REGENERATION OF CHRISTCHURCH STORMWATER MODELLING - AVON CITYWIDE 2.0 DELIVERED

Tim Preston, GHD

ABSTRACT

A massive package of flood modelling work has been delivered successfully for Christchurch City Council improving their knowledge and ability to plan for their future. This was the first modelling to benefit from their “Joint Risks of Pluvial and Tidal Flooding” work completed in 2020.

Councils with comparable topography and/or coastal challenges may be interested in the technical challenges that were resolved and the new data tools which have been developed. There are also lessons learned about model behaviour in unusual circumstances which other flood modellers should be aware of. We will also outline how we found other issues that are still being worked on.

The modelling provided Christchurch with a better understanding of flood risks to inform their coastal hazard adaptive planning programme. The coastal environment is subject to flooding from rainfall and from sea inundation (storm surge), and the joint risks of coincident events, all of which have uncertainties including predictions of significant future changes. The project also served more general catchment wide needs to understand flood risks for building controls and district planning requirements.

The previous Avon flood model (DHIv2020) was updated and enhanced in several areas, to meet the various objectives. The floodplain topography was updated to recent LiDAR and the infiltration approach was modified to represent current and future predictions of elevated groundwater levels. Infrastructure considered material to flood system performance was updated across the model.

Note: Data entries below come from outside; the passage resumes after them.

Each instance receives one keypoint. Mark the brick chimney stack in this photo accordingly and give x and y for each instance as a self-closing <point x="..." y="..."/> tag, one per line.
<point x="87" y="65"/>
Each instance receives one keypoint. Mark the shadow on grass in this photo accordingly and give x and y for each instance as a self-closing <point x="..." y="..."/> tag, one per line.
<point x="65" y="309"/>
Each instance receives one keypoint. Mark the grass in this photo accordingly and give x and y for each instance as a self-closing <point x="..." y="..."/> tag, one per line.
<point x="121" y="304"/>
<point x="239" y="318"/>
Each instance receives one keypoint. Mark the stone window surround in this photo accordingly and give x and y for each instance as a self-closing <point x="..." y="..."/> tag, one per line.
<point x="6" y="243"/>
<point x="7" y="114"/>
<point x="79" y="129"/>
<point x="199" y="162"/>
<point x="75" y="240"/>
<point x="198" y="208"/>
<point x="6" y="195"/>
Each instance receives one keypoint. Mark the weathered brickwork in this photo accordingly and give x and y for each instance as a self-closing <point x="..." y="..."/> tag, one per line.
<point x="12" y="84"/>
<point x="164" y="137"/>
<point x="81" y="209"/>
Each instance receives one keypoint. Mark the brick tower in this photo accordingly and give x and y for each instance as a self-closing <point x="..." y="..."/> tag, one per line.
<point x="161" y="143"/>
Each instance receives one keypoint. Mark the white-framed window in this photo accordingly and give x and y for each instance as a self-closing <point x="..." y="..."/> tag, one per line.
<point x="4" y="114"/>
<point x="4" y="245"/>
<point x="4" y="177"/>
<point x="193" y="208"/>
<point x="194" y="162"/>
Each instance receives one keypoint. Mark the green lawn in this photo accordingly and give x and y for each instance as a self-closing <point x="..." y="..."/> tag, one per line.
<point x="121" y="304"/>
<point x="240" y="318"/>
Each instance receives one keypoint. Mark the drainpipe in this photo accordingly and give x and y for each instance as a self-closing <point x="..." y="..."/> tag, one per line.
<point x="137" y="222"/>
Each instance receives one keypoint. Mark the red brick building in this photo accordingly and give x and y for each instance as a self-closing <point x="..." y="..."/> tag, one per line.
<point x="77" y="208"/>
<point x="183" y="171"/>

Since 2015 several large projects have been completed to improve Christchurch’s ability to manage and reduce flood risks. The most notable projects were Cranford Basin and its associated active management system, Tay St pump station and Dudley Bypass. Modelling of the active management system required use of an active Mike 11 control structure (gate) and Mike Urban real time controls (pumping) based on two interacting water level sensors.

The objectives resulted in 43 model scenarios. The approach to use of design storms of specific durations and the need for a tidal pairing model runs resulted in 210 individual model runs, each of which was ‘large’ in its own right with a total data deliverable of 850 Gb. All results were summarised into max_of_run and max_of_scenario in ArcGIS raster gdb format for practical client viewing, together with numerous other formats for primary deliverables, differencing analyses and quality control reporting.

The conversion from distributed Hortons infiltration to a constant infiltration model with fixed capacity was an immediate success with results delivering the expected spatial and temporal progression of groundwater saturation and the calibration result at the main Gloucester St gauging site improved.

Results inspection has noted areas for future improvement, with unsuitable results on the linking between floodplain and river models in unusual conditions and also in locations where road surfaces over short culverts were omitted from the modelling but sometimes found to be important. Large scale result inspection tools are being developed to highlight such concerns and motivate improved future modelling schematisations either locally or across the entire model.